Des parlementaires élus à la loterie?

S’inspirant de la démocratie de la Grèce antique, le mouvement citoyen Passerelle propose d’élire la moitié des conseillers de ville par tirage au sort.

En laissant le hasard désigner la moitié des conseillers de ville, Passerelle veut renforcer la participation de la société civile à la vie politique. Poto archives

Didier Nieto

Et si la chance s’immisçait au cœur des élections municipales? Et si le visage du Conseil de ville découlait du hasard? L’idée avancée par Passerelle a le mérite de bousculer avec panache les mœurs politiques. Le mouvement citoyen propose dans un postulat que la moitié des 60parlementaires biennois soient à l’avenir désignés par tirage au sort, tandis que l’autre moitié continuerait d’être élue dans les urnes. «Ce système permettrait une meilleure participation de la société civile dans la politique», argumente Roland Gurtner, coauteur de l’intervention en compagnie de Ruth Tennenbaum, l’autre conseillère de ville de Passerelle. «Tout le monde a un rôle à jouer et chaque citoyen a des responsabilités par rapport à la collectivité.
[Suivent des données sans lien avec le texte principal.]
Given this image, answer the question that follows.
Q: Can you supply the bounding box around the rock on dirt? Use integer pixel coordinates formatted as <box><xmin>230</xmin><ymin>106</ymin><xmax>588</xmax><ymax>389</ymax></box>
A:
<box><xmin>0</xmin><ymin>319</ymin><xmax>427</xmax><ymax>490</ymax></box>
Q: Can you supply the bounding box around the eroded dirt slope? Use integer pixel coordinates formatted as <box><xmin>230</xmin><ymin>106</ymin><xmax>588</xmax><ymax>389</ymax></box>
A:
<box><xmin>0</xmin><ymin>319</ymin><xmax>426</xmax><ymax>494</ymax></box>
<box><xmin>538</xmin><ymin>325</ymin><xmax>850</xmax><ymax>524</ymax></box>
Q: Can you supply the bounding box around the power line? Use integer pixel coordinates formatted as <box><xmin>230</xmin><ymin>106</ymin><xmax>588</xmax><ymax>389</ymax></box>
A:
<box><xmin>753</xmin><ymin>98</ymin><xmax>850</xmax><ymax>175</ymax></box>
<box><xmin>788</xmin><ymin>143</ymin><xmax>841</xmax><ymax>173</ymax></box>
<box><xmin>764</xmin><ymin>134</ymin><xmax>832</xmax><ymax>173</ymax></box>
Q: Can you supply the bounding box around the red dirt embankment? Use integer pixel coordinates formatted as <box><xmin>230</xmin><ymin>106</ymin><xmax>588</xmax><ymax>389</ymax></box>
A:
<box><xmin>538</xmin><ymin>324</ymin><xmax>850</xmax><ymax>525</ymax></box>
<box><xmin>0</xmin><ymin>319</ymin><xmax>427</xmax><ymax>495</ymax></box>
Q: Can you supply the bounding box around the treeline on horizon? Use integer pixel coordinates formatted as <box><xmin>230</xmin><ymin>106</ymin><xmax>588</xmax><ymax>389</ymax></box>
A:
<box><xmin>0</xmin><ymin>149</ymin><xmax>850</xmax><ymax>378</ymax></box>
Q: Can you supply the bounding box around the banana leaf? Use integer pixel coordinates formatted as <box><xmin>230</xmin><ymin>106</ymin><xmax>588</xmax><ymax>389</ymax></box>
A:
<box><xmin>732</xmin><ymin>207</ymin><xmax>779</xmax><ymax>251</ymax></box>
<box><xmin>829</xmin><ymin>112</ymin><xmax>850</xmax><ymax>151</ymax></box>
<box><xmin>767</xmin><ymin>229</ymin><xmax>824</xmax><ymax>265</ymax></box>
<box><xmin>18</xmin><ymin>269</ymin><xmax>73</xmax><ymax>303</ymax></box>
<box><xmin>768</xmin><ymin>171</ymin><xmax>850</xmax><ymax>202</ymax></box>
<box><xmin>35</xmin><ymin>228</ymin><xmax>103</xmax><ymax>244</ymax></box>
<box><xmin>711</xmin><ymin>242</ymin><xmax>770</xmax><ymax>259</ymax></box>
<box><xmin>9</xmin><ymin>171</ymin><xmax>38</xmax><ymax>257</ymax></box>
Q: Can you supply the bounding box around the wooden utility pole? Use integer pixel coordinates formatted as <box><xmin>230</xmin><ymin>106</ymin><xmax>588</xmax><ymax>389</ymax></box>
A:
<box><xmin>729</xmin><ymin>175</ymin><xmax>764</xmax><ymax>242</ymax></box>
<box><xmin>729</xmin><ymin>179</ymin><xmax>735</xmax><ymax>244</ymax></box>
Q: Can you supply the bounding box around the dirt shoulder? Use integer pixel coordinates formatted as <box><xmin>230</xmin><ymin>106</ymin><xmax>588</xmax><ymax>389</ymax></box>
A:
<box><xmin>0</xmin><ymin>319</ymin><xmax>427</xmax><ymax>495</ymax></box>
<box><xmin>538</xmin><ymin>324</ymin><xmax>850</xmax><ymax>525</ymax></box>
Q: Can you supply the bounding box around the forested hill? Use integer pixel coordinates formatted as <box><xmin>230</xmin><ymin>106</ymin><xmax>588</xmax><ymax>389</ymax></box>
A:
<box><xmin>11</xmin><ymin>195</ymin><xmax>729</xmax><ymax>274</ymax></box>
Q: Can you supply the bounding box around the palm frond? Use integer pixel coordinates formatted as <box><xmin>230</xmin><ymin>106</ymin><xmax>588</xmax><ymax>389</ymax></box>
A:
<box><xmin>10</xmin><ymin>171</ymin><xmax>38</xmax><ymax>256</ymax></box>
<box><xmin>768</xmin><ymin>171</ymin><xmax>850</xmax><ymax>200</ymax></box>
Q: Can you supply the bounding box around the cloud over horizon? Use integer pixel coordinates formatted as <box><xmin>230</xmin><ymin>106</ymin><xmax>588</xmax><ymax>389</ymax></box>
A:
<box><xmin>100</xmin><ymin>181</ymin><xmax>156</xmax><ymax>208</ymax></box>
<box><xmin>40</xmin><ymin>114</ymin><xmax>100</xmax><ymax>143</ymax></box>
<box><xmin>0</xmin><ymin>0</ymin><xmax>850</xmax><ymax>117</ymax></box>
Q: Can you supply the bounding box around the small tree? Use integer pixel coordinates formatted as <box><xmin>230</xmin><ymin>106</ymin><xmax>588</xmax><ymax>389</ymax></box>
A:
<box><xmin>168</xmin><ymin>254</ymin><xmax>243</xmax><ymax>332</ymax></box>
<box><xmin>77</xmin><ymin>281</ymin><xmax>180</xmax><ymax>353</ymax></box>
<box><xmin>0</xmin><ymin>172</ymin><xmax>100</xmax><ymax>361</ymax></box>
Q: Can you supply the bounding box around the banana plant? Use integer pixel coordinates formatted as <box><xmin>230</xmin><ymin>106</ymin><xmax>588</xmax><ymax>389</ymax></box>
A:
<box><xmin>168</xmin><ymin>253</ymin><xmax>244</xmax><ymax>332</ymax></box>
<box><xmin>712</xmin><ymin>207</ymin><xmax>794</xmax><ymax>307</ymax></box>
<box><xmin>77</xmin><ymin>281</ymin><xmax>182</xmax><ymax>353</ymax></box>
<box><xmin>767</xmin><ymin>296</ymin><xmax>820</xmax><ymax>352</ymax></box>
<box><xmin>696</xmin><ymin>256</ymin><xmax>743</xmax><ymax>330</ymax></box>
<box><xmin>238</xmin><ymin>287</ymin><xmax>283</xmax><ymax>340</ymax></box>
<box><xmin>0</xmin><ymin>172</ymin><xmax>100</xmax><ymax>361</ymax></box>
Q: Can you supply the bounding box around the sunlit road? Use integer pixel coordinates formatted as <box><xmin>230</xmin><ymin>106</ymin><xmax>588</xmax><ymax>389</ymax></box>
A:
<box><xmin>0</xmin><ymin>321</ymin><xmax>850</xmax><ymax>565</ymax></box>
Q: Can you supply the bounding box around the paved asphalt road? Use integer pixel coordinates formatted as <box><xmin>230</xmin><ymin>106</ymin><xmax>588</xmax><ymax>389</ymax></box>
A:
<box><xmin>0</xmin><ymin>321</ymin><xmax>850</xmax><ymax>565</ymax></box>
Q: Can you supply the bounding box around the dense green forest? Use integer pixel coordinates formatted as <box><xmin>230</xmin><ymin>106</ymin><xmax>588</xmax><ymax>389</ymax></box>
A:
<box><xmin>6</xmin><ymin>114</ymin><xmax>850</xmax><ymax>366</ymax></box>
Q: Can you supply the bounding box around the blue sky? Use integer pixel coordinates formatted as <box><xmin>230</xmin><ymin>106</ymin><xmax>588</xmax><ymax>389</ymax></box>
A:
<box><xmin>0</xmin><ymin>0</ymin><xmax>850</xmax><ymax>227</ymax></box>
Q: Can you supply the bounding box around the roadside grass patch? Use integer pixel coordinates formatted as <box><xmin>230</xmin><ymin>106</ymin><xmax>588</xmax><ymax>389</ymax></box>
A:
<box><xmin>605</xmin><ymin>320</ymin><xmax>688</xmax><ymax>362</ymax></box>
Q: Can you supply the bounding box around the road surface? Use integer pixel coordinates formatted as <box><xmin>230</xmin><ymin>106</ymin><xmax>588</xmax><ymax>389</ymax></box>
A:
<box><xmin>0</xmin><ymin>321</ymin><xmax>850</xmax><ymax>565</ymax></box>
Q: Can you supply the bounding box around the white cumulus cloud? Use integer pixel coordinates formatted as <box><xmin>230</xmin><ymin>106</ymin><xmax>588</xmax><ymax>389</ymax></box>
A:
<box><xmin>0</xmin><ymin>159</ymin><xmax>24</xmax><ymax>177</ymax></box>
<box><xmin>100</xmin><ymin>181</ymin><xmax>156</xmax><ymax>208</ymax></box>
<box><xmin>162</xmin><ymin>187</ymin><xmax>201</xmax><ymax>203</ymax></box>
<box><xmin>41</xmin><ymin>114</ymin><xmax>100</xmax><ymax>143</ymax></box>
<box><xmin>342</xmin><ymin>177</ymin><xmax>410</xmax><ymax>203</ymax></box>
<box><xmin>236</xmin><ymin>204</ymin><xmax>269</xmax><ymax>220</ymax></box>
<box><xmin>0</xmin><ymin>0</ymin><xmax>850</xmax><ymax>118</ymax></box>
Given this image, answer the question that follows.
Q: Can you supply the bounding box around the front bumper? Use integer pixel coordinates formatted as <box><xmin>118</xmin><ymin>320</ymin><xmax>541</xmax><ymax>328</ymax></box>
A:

Il faut casser l’idée que la politique est uniquement l’affaire des partis.»
Pour autant qu’il aboutisse, ce coup de pied dans la fourmilière marquerait un retour aux origines mêmes de la démocratie. Dans l’antiquité grecque, Athènes avait instauré des élections par tirage au sort pour empêcher la mainmise des élites sur les pouvoirs publics.

Ne forcer personne
Dans le système athénien, les représentants politiques étaient choisis au hasard, mais uniquement parmi une liste de candidats. Passerelle vise plus large: la loterie concernerait tous les ayants droit biennois. «Les règles peuvent encore varier», nuance Roland Gurtner. «Le but n’est pas de forcer qui ce soit à siéger, ce serait contre-productif.» Le postulat mentionne d’ailleurs la possibilité de décliner une élection, à condition de justifier dûment son refus.
Le manque d’intérêt et de motivation sera-t-il une excuse valable? «Dans ce cas, il faudra discuter avec l’élu pour lui faire comprendre que siéger est un honneur et qu’il a un rôle important à jouer pour le bien public.»
Roland Gurtner ne nie cependant pas la charge de travail qui incombe à un parlementaire, ni la complexité des dossiers sur lesquels il doit se pencher. Passerelle imagine donc que chaque élu tiré au sort soit épaulé dans sa tâche, et qu’il bénéficie d’une formation aux processus administratifs et politiques.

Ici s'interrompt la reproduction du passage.